Counterexample: relatively closed subset in A but not in the whole metric space

Question

I understand that if A is open in the metric space (M,d), then for any $G \subset A$ we have that G is open in A iff G is open in M. But if we replace the word "open" with "closed", I don't believe it's true. I'm trying to find a counterexample using a subset of $\mathbb{R}$, to no avail.

Answer 1

The definition of $G$ being closed in $A$ means that $G$ contains all its limit points (that are in $A$), whereas the definition of $G$ being closed in $M$ means that $G$ contains all it limit points (in $M$).

So to find a counter-example we need a set $G$ that has limit points that are not in $A$ but of all the limit points that are in $A$ are in $G$.

So let's take a case where $G$ is not closed. Let's say $G= (0,1)$. It has limit points $0, 1$ and all the points $(0,1)$. $0$ and $1$ are not in $G$ so if $0,1$ are not in $A$ we will be fine. The points $x: 0 < x < 1$ are all in $G$ so $(0,1)\subset A$ but $0,1 \not \in A$ will be good.

SO if $A = (0,1)$ then $G=(0,1) \subset A$ is closed in $A$.

For a less trivial example so $A = (0,1) \cup (2,3)$. $G=(0,1)$ is closed in $A$.

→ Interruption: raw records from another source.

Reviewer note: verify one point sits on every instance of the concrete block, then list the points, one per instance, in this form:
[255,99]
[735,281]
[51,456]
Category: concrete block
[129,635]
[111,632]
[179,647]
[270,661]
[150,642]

For a more subtle case. If $G = [0,1)$ then $G$ has all its limit points except $1$ in $G$. If $1\not \in A$ and $G\subset A$ and $A $ is open this will work. Let $A = \mathbb R\setminus \{1\}$. Then $G$ is closed in $A$ but not in $\mathbb R$.

Answer 2

If $A$ is closed in $M$ then $B \subseteq A$ is closed in $A$ iff $B$ is closed in $M$. This is immediate from the definition of the subspace topology, and holds in all spaces, not just metric ones.